The rate constant of a reaction is specific for a particular reaction at a given temperature. The rate constant is also related to the half-life, which is the time required for the concentration of the reactant to decrease to exactly one half of its initial value. For a first-order process, the half-life is independent of concentration and is expressed by the equation \(t_{1/2} = \frac{ln \;2}{k}\). Radioactive decay is an example of a first-order process, and the half-life of decay processes for radioactive isotopes can be very important for their safe disposal.

**Example 1.**

The rate constant for a first order process is \(0.00320\text{ s}^{-1}\). What is the half-life for this process?

A. \(217\text{ s}\)

B. \(320\text{ s}\)

C. \(0.00223\text{ s}\)

*Solution*

A. \(217\text{ s}\)

\(t_{1/2} = \frac{ln \;2}{k} = \frac{ln\; 2}{0.00320\text{ s}^{-1}} = 217\text{ s}\)

**Example 2.**

The half-life of the decay of the \(^{14}\text{C}\)isotope (used in carbon dating) is \(5730\text{ years}\). If the decay process follows first order kinetics, what is the rate constant for \(^{14}\text{C}\) decay?

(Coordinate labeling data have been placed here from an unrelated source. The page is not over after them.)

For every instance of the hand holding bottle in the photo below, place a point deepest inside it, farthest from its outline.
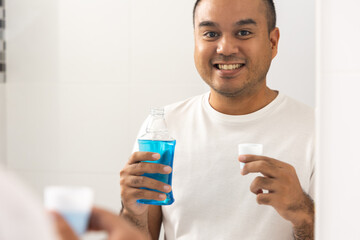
(134, 185)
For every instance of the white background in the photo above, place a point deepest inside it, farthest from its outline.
(82, 75)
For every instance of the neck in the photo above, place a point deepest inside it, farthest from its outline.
(242, 104)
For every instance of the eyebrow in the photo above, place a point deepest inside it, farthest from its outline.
(243, 22)
(246, 22)
(208, 24)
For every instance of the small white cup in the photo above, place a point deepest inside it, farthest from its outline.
(73, 203)
(249, 148)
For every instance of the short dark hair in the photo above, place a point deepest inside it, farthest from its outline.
(271, 13)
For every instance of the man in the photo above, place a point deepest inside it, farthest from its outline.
(235, 42)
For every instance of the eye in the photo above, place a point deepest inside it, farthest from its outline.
(211, 35)
(243, 33)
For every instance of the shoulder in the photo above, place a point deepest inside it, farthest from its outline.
(297, 114)
(185, 106)
(297, 108)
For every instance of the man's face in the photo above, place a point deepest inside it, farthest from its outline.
(233, 48)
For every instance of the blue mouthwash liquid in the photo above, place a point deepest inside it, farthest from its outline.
(166, 150)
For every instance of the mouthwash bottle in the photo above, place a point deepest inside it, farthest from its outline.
(157, 140)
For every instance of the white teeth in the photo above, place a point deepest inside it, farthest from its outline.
(229, 66)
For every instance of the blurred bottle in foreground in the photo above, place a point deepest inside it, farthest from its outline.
(157, 140)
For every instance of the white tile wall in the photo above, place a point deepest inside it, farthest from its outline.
(94, 41)
(338, 120)
(2, 126)
(32, 40)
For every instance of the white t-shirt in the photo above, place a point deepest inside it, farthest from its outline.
(21, 215)
(212, 199)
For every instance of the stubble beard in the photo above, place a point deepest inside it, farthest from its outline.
(248, 87)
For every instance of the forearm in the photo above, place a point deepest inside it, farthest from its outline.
(139, 221)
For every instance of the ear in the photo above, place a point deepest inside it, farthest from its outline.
(274, 41)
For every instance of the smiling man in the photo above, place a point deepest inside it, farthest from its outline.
(235, 42)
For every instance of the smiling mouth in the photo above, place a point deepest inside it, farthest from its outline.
(228, 66)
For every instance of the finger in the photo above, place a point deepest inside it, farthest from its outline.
(143, 156)
(136, 194)
(260, 166)
(265, 198)
(145, 167)
(142, 181)
(261, 183)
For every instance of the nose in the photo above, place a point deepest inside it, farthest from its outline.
(227, 46)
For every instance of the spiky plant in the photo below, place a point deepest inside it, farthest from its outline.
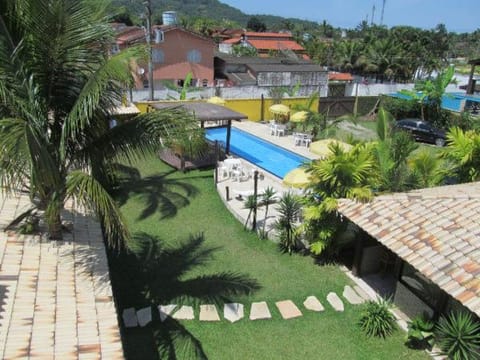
(458, 336)
(377, 320)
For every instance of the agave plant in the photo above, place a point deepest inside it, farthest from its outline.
(420, 333)
(458, 336)
(377, 320)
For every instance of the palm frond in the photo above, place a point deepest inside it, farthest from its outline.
(90, 193)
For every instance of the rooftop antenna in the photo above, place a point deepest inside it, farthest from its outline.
(383, 10)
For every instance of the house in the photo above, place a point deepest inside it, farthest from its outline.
(427, 242)
(268, 72)
(175, 53)
(265, 43)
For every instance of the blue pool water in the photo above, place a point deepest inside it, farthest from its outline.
(268, 156)
(450, 101)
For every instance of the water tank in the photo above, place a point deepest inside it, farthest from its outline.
(169, 18)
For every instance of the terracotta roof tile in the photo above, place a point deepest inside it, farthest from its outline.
(445, 221)
(275, 44)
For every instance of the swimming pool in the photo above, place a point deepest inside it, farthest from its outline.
(264, 154)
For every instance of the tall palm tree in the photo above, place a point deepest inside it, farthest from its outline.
(57, 89)
(342, 175)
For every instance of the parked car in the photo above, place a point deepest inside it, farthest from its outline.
(422, 131)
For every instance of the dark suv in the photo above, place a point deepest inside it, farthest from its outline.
(422, 131)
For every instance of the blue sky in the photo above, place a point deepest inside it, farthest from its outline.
(457, 15)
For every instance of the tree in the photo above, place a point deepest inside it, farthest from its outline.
(266, 199)
(57, 89)
(255, 24)
(463, 152)
(289, 208)
(342, 175)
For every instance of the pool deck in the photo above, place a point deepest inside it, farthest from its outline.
(235, 205)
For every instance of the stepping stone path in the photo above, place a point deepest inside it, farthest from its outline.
(233, 312)
(288, 309)
(312, 303)
(260, 311)
(165, 311)
(351, 296)
(130, 317)
(363, 294)
(144, 316)
(208, 313)
(184, 313)
(335, 301)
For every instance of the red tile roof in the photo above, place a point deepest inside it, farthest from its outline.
(268, 34)
(334, 76)
(180, 70)
(231, 41)
(275, 44)
(435, 230)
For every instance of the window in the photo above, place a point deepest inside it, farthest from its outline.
(159, 36)
(158, 57)
(194, 56)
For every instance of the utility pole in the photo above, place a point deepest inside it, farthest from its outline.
(148, 6)
(373, 14)
(383, 10)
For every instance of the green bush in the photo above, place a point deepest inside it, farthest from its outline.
(420, 333)
(377, 320)
(458, 336)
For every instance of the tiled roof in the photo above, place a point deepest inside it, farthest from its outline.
(55, 296)
(436, 230)
(334, 76)
(275, 44)
(268, 35)
(180, 71)
(231, 41)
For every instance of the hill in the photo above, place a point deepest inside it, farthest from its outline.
(212, 9)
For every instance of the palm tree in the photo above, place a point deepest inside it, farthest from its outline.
(57, 89)
(267, 198)
(463, 152)
(289, 208)
(342, 175)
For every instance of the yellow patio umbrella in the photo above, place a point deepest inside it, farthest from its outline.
(279, 109)
(299, 116)
(298, 178)
(321, 147)
(216, 100)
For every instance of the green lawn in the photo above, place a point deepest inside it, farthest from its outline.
(164, 209)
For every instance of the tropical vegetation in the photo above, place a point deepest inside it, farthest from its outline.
(377, 320)
(58, 88)
(458, 336)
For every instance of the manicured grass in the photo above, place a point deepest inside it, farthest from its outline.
(164, 208)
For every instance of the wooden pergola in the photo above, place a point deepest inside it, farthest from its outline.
(471, 82)
(206, 112)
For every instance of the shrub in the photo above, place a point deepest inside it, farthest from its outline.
(458, 336)
(420, 333)
(377, 320)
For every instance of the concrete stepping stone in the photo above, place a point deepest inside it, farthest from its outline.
(363, 294)
(144, 316)
(184, 313)
(259, 311)
(288, 309)
(335, 301)
(208, 313)
(233, 312)
(165, 311)
(130, 317)
(351, 296)
(312, 303)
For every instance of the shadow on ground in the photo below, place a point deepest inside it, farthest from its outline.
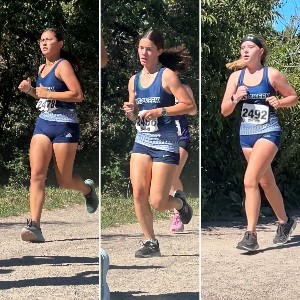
(47, 260)
(134, 295)
(83, 278)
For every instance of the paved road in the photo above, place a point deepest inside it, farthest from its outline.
(174, 276)
(65, 267)
(271, 273)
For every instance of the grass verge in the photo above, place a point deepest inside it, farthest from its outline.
(15, 201)
(116, 211)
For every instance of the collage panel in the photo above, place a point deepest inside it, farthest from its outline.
(150, 213)
(250, 159)
(49, 149)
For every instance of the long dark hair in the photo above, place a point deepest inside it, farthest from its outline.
(71, 58)
(175, 58)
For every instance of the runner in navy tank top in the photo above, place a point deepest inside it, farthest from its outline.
(56, 131)
(254, 87)
(184, 149)
(155, 153)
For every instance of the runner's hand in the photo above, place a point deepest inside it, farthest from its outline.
(274, 101)
(241, 93)
(128, 107)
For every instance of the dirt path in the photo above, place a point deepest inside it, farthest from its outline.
(271, 273)
(174, 276)
(65, 267)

A. \(1.75\times 10^{-3}\text{ yr}^{-1}\)

B. \(1.21\times 10^{-4}\text{ yr}^{-1}\)

C. \(5.25\times 10^{-5}\text{ yr}^{-1}\)

*Solution*

B. \(1.21\times 10^{-4}\text{ yr}^{-1}\)

\(\begin{align} t_{1/2} &= \frac{ln \;2}{k}\\ k &= \frac{ln \;2}{t_{1/2}}\\ k &=\frac{ln \; 2}{5730\text{ years}} = 1.21\times 10 ^{-4}\text{ yr}^{-1}\end{align}\)

**Example 3.**

Which statement about the half-life of a first order reaction is true?

A. The half-life is not related to the rate constant.

B. The half-life does not depend on the reactant concentration.

C. The half-life does not depend on the reaction temperature.

*Solution*

B. The half-life does not depend on the reactant concentration.

The half-life of a first order process (\(t_{1/2} = \frac{ln \;2}{k}\)) does not depend on the reactant concentration. Because the half-life is related to the rate constant, and the rate constant is dependent on reaction temperature, the half-life also depends on the reaction temperature.